And once again, there seems to be no priority for what many Idahoans want; affordable housing (the Housing Trust Fund has not been funded in 30 years), inflation, living wage jobs , the environment, fixing Idaho’s extreme abortion law so women can have reproductive health care when needed, safeguarding our public lands, climate change, education and the poor physical state of many of the schools.
I hope the supermajority can take time from fighting the culture wars that they seem to care so deeply about and look at the real issues that affect the daily lives of Idahoans.
Linda Beebe, Boise
The 1% are laughing at us
A political pundit of his day once coined the phrase - “It’s the economy stupid.” It stood as a slogan which carried the election of its origin. But as politico climates evolve, so too perhaps should the expressions defining them. A reasonable revision may read: “It’s the concentration of wealth stupid.” Bernie Sanders has long warned against the harm of so much wealth clenched in the hands of so few. But his premonitions of what’s to come seem to have been cast aside. If this laissez-faire manner to the problem continues, then oligarchy shall be the legacy since these one-percenters know no bounds. These money grubbers will not rest, until they have vanquished the coffers of the entire national treasury.

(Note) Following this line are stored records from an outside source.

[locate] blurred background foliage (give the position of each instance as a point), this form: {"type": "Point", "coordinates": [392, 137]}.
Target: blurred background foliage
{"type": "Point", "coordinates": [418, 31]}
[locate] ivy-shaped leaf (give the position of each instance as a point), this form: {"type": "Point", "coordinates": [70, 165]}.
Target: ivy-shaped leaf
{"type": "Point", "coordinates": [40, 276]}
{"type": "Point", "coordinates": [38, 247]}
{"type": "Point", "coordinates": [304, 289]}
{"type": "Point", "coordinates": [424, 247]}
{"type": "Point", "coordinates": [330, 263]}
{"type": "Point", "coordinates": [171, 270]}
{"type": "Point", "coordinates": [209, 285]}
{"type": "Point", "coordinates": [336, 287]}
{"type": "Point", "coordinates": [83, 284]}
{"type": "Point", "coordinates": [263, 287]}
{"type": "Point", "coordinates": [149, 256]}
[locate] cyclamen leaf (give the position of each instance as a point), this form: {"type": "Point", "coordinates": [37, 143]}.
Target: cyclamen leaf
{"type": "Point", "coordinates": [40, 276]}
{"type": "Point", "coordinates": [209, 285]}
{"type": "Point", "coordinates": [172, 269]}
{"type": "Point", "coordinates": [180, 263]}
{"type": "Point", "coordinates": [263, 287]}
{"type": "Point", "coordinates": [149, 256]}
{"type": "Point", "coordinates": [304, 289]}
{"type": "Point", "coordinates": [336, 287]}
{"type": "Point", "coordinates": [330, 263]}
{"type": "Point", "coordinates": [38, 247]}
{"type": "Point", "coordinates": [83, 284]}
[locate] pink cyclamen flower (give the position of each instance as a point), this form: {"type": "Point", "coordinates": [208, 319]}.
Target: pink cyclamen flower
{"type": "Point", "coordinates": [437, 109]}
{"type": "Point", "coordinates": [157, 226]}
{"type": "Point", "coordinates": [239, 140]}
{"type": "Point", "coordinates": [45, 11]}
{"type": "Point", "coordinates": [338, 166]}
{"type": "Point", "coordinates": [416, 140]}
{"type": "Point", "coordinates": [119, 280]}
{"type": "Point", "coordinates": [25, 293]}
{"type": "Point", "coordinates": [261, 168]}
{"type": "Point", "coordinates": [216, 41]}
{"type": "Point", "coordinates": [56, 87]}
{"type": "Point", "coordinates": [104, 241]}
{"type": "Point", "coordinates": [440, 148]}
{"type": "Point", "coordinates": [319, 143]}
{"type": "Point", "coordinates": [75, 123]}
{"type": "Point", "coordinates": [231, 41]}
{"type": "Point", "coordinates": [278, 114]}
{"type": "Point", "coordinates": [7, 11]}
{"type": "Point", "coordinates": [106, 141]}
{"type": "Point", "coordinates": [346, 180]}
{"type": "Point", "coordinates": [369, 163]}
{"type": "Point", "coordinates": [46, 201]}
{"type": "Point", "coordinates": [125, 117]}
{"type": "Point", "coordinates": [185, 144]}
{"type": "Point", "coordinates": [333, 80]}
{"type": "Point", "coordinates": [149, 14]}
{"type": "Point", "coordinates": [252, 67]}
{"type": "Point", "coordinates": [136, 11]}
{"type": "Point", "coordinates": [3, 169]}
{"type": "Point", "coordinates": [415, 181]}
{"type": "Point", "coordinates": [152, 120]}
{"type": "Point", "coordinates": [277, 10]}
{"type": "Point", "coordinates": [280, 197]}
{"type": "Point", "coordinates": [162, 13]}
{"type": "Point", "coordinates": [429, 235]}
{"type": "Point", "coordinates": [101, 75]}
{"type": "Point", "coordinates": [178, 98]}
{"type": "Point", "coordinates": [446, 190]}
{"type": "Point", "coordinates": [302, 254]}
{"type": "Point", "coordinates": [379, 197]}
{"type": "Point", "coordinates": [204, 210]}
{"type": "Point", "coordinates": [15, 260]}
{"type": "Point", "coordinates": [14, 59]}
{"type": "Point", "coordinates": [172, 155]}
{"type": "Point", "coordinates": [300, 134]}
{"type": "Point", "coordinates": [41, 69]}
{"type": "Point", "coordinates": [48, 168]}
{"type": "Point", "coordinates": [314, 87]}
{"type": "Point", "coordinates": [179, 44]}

But maybe there’s an alternative path forward? Perhaps a one-percent wall should not be allowed to stand? Might this present an idea upon which the other 99% of us may agree? Shall we drop the woke v non-woke/liberal v conservative discourse as haggard and stale and collectively tackle the existential threat to democracy? The one-percenters love us frittering over tiresome concepts, treating us like puppets dangling on a string. Let us show a one-percent wall cannot stand. What say you?